Navarros kurzer Roman spielt mit den Zwischenwelten von Traum und Wirklichkeit, eine kurze Pause in der Unrast, ein Verschnaufen im Hämmern und Rumoren der Motoren. Die Sprache bleibt einfach, aber rhythmisch. Die Absätze lesen sich schnell und flechten sich doch zusammen. Ein Gesamteindruck entsteht. Der Wunsch nach Freiheit, Erinnerungen und Trauer werden verarbeitet, von Wind und Wetter weggespült. In seiner Komposition erinnert Navarros Text sehr an existenzialistische Miniaturen wie von Albert Camus, nur dass Navarro viel stärker auf eine in sich stimmige Komposition einer Allegorie abzielt als bloß, wie bei Camus, auf Stimmung geachtet wird:

„»Der Frachter driftet ab, er weiß nicht, warum er fährt.«
»Sie meinen, wohin er fährt?«
»Nein, ich meine, warum er fährt.«
»Ich habe alles im Griff. Ich weiß, was ich tue …«
Sie [die Kapitänin] kommt nicht dazu, den Satz zu beenden.

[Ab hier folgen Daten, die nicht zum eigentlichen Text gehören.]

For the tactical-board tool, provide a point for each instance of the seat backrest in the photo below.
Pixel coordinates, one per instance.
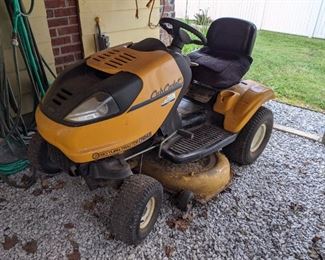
(232, 35)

»Nein, niemand weiß, was er tut, wenn er abdriftet.«“

In „Über die See“ schließt sich alles stimmig zusammen: Das Motiv, der Stil, das Erzähltempo, die Beschreibungsdichte und Detailliertheit der Situationen, der Rhythmus von Rückblenden, dem Innenleben, vom personalen Erzählen und kurzen Reflexionspausen. Marietta Navarro inszeniert ihre Seefahrt zu einem geschlossenen Gebilde, das statisch, doch in sich dynamisch, über sich hinausweist. Sie hat ein Rätsel, beinahe ein delphisches Orakel vorgelegt, das zum Wiederlesen einlädt. In seiner Ruhe und Besonnenheit, in der bewussten Nüchternheit, ohne Angst zu langweilen oder als uninteressant wahrgenommen zu werden, verwandelt und entschleunigt sie das Lesen zu einem langen ruhigen Fluss und schenkt memorable Momente denen, die sich noch bemühen, mit und durch den Text hindurch zu lesen und zu verstehen.